In the foreground can be seen various buildings, elements recognisable from earlier Ages and areas, all leaning at precarious angles. The land beneath them seems to have suffered from subsidence -- or might their foundations be insufficient to take their weight?
In the middle distance is the flooded conservatory; the initial link-in point is close by. To its left is some kind of forcefield cage or container; fluorescent creatures that make me think of giant jellyfish float within that space. The vegetation to the right of the conservatory looks to have seeded itself from the new (old) Deepwater. The upper sky platform in this area houses a small library -- see below.
In the far distance is a wrecked ship, adjacent to one of Filbert Holmer's clocks (we've been using those to try to synchronise time in the various regions). From the clock body emanates a strong electric discharge.
Other than the sound of wind and waves, Illusion is silent. It is a twilight region -- like Winterfell, like Tyr in the old world of There. It took a little time for my eyes to adjust to the low level of light, but then I picked my way from the link-in point by the flooded conservatory, attempting to reach the buildings to the south east.
Progress was slow -- sometimes I was wading through shallow seawater, while at other times I was clambering over narrow curlicues of land.

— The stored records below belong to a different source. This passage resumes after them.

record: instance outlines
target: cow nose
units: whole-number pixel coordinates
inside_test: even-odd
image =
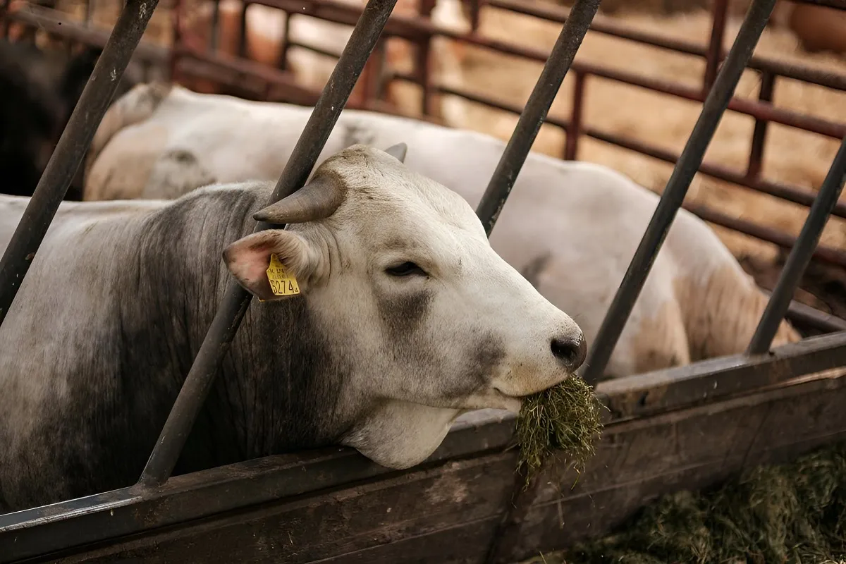
[[[555,337],[549,348],[552,350],[555,358],[570,372],[574,372],[581,366],[587,357],[587,343],[581,335],[574,338],[572,337]]]

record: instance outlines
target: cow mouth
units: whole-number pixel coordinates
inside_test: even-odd
[[[510,396],[496,386],[493,388],[493,392],[497,397],[503,401],[503,409],[515,413],[519,413],[520,408],[523,407],[523,399],[526,397],[526,396]]]

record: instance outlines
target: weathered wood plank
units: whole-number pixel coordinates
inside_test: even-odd
[[[284,561],[352,554],[498,514],[515,454],[447,463],[391,479],[170,528],[59,561]],[[478,550],[478,546],[476,547]],[[116,553],[115,550],[118,552]]]
[[[844,441],[843,405],[846,378],[821,379],[613,425],[572,490],[572,472],[547,473],[500,561],[604,534],[663,494]]]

At one point I needed to push through thickly growing vegetation, finally emerging in a small cove with two small boats half-pulled from the water.
From here I took a spiralling path up to a sky platform, then again to another that housed a small library on three sets of shelves, arranged in a triangle. From the book titles, it looked to be part of Quin's extensive collection. So why was he focusing on quantum physics -- perturbation theory in particular, as far as I could tell -- in this desolate spot?